LONDON, ENGLAND, August 26, 2016 /24-7PressRelease/ -- This was according to a survey sponsored by private interests released on Monday.
There was a marginal increase in the IHS Markit/Nikkei Japan Flash Manufacturing Purchasing Managers Index (PMI) to 49.5 this month compared with 49.2 last month.
The 50 mark on the headline index is the dividing line that separates contraction from expansion in the semi-annual period, however, the 49.5 was still encouraging to economists as it shows the rate of decline was very small.
There was a preliminary reading of 50.7 for the PMI and analysts are awaiting confirmation with revised data. If the numbers are correct it would represent the first gain since January.
Director of Asset Allocation at Orix Capital Trading, Steve Rogers commented on the report in an email to clients, "If the survey is confirmed next week it will be a welcome set of stats for the Japanese investor. Expansion of output for the first time since very early in the year, although marginal, is a significant indicator that we may be at the start of an upswing."

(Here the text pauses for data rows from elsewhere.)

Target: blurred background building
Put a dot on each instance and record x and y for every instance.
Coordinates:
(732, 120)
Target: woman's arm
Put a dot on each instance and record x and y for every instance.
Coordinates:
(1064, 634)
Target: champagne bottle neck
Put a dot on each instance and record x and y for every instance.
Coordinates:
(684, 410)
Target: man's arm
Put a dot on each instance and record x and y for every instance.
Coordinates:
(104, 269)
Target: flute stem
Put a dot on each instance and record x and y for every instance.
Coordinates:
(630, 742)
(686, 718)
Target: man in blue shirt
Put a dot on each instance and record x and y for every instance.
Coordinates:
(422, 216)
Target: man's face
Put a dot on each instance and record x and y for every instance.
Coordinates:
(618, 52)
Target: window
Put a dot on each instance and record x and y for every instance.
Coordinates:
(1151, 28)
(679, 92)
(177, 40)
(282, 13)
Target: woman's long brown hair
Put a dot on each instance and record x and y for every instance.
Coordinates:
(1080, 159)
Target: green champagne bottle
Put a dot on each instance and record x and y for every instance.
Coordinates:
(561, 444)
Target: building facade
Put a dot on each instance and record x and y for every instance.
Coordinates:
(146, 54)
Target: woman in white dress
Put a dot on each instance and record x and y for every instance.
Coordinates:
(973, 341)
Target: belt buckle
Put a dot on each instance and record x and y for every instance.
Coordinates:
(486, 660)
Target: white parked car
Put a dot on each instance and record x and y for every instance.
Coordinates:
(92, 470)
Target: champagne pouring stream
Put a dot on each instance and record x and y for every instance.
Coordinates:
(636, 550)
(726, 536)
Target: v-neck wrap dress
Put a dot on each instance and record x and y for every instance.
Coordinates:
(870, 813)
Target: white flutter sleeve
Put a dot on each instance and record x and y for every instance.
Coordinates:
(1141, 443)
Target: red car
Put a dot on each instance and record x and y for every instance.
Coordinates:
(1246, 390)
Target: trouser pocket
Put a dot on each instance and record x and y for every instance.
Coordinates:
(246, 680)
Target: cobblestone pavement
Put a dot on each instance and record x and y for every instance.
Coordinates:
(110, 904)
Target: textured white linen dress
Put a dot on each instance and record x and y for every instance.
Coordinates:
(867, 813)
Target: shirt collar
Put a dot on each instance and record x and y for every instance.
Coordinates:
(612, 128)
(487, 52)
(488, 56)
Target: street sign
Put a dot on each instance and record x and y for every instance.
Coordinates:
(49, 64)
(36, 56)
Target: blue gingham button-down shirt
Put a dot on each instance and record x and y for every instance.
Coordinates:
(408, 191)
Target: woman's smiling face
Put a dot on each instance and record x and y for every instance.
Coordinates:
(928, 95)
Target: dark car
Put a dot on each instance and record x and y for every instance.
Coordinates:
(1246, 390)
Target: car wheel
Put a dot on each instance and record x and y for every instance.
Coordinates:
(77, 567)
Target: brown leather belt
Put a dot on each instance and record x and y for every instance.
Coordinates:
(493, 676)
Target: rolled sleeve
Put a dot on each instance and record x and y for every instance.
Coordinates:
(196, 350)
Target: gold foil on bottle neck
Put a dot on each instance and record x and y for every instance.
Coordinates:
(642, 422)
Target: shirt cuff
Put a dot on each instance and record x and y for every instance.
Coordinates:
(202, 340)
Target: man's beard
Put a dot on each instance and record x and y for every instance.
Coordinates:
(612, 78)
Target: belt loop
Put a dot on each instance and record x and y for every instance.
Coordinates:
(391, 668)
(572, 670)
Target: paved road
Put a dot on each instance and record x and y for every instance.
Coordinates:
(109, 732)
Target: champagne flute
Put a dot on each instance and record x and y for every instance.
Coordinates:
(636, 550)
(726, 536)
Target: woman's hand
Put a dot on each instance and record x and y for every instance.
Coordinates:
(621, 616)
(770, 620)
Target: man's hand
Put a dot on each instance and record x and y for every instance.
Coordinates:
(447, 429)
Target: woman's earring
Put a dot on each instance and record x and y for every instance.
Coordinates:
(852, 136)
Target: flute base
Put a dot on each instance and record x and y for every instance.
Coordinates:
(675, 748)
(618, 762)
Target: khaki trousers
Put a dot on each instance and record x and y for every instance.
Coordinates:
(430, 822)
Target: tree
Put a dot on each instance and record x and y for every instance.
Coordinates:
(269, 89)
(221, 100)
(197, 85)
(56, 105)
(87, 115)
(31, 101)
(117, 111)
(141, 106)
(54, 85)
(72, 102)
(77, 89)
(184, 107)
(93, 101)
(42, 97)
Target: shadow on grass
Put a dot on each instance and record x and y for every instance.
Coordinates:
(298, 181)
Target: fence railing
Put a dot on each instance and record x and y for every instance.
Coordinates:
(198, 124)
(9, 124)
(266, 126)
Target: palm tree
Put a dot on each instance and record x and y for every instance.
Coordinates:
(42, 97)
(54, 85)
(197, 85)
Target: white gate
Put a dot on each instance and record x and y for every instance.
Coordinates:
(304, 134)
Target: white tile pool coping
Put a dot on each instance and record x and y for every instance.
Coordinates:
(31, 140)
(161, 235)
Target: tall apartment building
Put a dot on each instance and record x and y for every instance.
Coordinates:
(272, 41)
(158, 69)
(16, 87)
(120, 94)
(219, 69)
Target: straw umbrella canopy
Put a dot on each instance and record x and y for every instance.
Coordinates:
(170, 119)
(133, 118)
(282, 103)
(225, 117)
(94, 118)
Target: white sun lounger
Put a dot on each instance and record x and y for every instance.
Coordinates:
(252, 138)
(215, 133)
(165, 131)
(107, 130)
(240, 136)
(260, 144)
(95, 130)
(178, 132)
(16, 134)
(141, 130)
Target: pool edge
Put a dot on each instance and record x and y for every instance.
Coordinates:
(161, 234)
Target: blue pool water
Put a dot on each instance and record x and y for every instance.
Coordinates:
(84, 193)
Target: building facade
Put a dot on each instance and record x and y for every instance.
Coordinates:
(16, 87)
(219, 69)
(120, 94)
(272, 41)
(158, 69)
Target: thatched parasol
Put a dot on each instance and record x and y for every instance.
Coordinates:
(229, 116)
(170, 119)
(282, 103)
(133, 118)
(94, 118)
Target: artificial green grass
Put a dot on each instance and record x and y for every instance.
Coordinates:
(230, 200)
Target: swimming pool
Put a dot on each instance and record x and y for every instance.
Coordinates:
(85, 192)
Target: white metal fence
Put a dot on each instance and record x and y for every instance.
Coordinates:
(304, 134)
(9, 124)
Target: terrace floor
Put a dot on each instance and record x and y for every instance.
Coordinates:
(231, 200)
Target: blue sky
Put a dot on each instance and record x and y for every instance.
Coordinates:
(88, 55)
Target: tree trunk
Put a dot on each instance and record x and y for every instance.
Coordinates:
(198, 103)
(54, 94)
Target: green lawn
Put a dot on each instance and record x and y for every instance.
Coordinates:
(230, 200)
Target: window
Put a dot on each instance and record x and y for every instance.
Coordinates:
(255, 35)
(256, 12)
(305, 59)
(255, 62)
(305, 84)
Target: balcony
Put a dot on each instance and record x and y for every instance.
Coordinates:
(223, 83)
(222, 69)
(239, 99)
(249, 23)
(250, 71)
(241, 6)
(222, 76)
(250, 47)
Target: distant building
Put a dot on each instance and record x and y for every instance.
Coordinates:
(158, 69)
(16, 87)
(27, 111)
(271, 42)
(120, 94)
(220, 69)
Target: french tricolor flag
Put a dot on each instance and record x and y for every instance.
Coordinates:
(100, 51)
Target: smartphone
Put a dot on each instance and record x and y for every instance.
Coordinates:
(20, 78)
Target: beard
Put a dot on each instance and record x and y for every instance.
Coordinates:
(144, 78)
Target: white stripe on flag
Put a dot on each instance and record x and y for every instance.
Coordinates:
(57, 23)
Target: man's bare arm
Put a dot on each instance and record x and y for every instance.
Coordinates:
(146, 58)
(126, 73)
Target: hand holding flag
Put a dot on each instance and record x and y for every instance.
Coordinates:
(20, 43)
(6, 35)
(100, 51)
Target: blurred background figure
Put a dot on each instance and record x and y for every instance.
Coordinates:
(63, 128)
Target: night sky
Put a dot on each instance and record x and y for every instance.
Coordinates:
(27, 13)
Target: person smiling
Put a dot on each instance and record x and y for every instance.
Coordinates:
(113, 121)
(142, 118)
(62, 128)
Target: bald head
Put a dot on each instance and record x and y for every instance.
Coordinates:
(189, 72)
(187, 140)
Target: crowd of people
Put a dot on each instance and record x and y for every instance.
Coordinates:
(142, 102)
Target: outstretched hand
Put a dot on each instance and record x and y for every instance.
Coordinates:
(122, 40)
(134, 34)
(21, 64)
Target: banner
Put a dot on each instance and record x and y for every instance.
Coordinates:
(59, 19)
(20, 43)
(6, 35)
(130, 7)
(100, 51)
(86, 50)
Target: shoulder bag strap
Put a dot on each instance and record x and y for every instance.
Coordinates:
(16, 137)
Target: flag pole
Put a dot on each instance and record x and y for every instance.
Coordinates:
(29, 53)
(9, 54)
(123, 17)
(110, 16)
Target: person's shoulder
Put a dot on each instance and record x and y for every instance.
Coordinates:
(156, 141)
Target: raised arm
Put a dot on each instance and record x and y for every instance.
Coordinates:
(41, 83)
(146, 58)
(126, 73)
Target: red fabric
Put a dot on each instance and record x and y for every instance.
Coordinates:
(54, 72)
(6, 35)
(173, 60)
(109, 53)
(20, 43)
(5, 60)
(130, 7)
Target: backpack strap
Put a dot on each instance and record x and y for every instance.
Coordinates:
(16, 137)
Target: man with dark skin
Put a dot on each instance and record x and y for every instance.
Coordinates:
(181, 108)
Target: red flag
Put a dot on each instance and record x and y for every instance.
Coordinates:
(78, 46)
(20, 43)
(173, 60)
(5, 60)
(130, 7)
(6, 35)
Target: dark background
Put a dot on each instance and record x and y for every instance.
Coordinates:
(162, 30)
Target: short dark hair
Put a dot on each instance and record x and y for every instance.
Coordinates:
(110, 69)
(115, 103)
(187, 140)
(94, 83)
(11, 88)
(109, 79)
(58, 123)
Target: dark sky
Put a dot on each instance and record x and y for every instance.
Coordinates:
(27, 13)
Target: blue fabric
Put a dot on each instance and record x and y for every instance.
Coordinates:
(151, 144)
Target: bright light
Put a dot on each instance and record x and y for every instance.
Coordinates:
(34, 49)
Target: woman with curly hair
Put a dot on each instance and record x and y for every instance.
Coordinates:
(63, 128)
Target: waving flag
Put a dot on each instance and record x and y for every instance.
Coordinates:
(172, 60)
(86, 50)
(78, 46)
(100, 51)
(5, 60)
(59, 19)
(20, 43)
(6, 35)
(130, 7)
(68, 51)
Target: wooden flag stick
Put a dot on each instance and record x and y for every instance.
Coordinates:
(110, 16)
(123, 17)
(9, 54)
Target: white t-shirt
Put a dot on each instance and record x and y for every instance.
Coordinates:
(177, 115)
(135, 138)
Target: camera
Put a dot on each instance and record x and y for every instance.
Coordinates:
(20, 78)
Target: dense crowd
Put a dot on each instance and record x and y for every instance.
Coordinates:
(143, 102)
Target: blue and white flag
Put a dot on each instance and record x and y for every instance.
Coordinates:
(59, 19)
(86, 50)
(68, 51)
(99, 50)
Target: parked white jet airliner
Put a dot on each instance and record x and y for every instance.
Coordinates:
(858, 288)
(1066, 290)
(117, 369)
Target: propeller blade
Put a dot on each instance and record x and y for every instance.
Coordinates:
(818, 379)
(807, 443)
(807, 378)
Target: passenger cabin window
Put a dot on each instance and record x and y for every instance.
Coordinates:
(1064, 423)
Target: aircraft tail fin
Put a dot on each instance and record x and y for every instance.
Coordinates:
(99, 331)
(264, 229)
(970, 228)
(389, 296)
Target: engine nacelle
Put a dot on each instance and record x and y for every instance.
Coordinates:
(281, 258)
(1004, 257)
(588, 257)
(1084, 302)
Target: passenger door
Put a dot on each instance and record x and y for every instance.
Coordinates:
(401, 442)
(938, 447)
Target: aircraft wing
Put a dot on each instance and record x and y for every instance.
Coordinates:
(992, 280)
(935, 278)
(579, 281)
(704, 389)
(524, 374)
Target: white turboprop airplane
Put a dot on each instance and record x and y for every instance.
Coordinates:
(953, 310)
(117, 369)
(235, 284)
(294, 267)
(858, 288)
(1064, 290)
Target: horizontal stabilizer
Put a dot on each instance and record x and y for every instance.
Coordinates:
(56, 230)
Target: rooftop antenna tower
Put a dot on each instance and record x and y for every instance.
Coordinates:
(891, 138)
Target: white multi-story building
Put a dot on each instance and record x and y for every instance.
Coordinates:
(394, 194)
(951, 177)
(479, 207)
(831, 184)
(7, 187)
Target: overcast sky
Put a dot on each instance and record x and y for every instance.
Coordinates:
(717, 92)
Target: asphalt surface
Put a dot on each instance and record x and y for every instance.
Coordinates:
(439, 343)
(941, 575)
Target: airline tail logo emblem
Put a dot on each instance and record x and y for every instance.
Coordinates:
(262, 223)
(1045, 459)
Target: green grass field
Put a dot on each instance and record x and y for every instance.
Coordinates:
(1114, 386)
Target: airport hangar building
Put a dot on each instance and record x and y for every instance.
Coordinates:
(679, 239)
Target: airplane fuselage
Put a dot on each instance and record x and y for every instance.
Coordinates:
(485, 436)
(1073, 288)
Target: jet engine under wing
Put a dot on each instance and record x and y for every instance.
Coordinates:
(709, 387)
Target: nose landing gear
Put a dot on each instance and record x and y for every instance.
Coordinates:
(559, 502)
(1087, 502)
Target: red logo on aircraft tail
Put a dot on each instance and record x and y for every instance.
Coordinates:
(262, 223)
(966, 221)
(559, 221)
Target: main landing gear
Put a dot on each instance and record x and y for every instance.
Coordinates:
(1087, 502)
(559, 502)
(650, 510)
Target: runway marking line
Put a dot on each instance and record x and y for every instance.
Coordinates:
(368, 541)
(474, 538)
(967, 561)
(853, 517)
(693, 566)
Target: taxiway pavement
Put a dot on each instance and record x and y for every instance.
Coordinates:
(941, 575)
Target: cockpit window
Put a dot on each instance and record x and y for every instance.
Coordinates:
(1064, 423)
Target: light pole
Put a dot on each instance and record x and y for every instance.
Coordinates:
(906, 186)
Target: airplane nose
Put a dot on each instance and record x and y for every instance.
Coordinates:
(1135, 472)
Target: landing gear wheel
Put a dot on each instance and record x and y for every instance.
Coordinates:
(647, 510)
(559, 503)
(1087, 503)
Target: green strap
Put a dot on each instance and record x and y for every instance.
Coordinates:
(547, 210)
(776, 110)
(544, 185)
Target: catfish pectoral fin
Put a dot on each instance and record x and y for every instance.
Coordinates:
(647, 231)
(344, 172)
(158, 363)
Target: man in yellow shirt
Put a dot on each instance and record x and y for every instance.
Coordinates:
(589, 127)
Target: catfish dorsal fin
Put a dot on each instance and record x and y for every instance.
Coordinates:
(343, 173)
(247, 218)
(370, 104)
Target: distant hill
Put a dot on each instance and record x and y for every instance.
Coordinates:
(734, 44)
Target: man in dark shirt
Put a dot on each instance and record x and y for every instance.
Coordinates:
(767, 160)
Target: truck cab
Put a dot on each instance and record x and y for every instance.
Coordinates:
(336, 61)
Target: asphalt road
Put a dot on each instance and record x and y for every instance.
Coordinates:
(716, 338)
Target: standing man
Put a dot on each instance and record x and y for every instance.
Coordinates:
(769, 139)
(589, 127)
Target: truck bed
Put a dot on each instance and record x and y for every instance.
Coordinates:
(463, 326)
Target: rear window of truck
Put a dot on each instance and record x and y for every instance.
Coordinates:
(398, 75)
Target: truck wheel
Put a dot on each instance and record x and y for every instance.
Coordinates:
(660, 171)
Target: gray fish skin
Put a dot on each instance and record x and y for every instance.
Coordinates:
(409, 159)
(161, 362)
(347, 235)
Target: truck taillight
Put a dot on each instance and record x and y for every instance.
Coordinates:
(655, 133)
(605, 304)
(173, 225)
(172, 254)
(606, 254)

Although export orders fell badly again this month, there was a slowdown in the decline, possibly due to price cuts on the part of the nation's biggest export firms like Honda, Toyota and Sony. It's the fastest rate of price cuts in four years, as corporations desperately try and attract foreign importers.
As the yen spiralled up in Q2 of this year, exports declined and consumer spending fell, resulting in a stalling of Japan's encouraging growth trend.
As usual, the fiscal authorities have announced they will boost the monetary base with stimulus totalling 14 trillion yen, hoping the cash injection will support what looks like a mild economic recovery.
In a change to their normal strategy, however, the stimulus this time will focus more on specific building projects domestically, which would encourage capital outflow and could spur manufacturing even further.